Diese Distanz entspricht der Entfernung von Algier nach Hamburg. Für das Desertec-Konzept wären sogar kürzere Leitungen ausreichend, die das Mittelmeer überspannen und Strom in das europäische Netz einspeisen: über die Meerenge von Gibraltar, von Tunis über Sardinien und Korsika nach Marseille, von Libyen nach Griechenland oder durch Israel. «Wir haben solche Leitungen gebaut», sagte Kreusel. Die Technik stehe zur Verfügung, auch wenn noch Probleme zu lösen sind. «Es gibt noch nichts von der Stange.»
Kleine Fläche, aber hohe Kosten
Probleme könnte der Desertec-Idee vor allem ihr enormer Anspruch bereiten. Auch wenn die Fläche, die theoretisch nötig ist, um den Strombedarf der Welt zu decken, auf Atlanten klein wirkt (siehe Grafik), sind gewaltige Investitionen nötig. Eine Fläche von 360 mal 360 Kilometer würde genügen, um die Welt mit Strom zu versorgen. Aber dort wären in den kommenden 30 Jahren solarthermische Kraftwerke mit einer Nennleistung von 10'000 Gigawatt nötig.

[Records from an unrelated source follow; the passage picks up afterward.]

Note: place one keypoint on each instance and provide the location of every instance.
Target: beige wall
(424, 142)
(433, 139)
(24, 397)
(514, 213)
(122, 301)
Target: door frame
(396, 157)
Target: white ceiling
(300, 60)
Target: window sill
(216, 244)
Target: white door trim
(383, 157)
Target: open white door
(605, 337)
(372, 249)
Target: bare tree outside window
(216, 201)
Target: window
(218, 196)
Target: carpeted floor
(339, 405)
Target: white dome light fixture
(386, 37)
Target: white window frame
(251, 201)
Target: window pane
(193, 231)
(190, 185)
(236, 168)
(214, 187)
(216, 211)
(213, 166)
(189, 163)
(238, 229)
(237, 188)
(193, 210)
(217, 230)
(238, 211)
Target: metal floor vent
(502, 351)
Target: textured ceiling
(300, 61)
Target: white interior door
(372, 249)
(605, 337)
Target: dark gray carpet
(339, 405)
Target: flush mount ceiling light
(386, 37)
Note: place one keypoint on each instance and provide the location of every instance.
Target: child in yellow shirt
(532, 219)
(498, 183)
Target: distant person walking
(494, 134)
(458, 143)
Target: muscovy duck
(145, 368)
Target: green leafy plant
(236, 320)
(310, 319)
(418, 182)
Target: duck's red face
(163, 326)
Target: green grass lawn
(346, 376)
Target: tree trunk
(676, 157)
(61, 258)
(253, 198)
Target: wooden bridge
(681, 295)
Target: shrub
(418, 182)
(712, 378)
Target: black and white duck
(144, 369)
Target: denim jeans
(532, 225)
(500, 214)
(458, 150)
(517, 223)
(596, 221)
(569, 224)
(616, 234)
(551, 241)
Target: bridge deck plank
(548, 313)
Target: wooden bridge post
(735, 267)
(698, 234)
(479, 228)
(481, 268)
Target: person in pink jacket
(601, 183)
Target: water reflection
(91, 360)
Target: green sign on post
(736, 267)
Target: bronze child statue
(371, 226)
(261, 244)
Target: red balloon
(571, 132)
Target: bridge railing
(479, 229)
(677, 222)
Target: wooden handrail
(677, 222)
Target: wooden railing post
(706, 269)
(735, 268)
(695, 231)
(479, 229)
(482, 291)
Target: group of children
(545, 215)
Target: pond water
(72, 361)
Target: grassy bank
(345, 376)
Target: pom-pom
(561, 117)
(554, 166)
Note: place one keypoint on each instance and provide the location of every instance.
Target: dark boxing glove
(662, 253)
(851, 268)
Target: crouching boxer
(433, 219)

Im Mittel müssten jeden Tag Anlagen ans Netz gehen, die so viel Strom erzeugen wie ein grosses Atomkraftwerk. Zurzeit schaffen die Firmen, die die nötige Ausrüstung produzieren, so viel Kapazität in einem Jahr. Zur Finanzierung schwebt Knies ein Fonds vor, den die Industrieländer mit 20 Milliarden Euro pro Jahr füllen - 8 davon aus Europa. Hinzu kämen nach Zahlen des DLR 45 Milliarden Euro für 20 neue Leitungen zwischen Nordafrika und Europa.
Weiterhin Windenergie nutzen
Allerdings geht es wohl auch eine Nummer kleiner. Desertec selbst nimmt an, dass der Strom aus der Wüste im Jahr 2050 ein Sechstel des Bedarfs in Europa deckt; einen grösseren Anteil sollen heimische erneuerbare Quellen wie Windenergie und Wasserkraft liefern. Diese Zahlen entkräften die Befürchtung mancher Kritiker, Europa könne sich mit dem Wüstenstrom in eine neue Abhängigkeit begeben, diesmal in die von Sonnenstrom-Scheichs der Sahara. Doch die importierte Solarenergie könnte helfen, den Treibhausgasausstoss in Europa um 80 Prozent zu senken.
Die Desertec-Stiftung wünscht sich, dass es vorerst ein öffentlich finanziertes Pilotprojekt geben wird. Aus humanitären Gründen solle es in Ägypten stehen und den Gazastreifen versorgen - und womöglich den Konflikt der Palästinenser mit Israel mindern.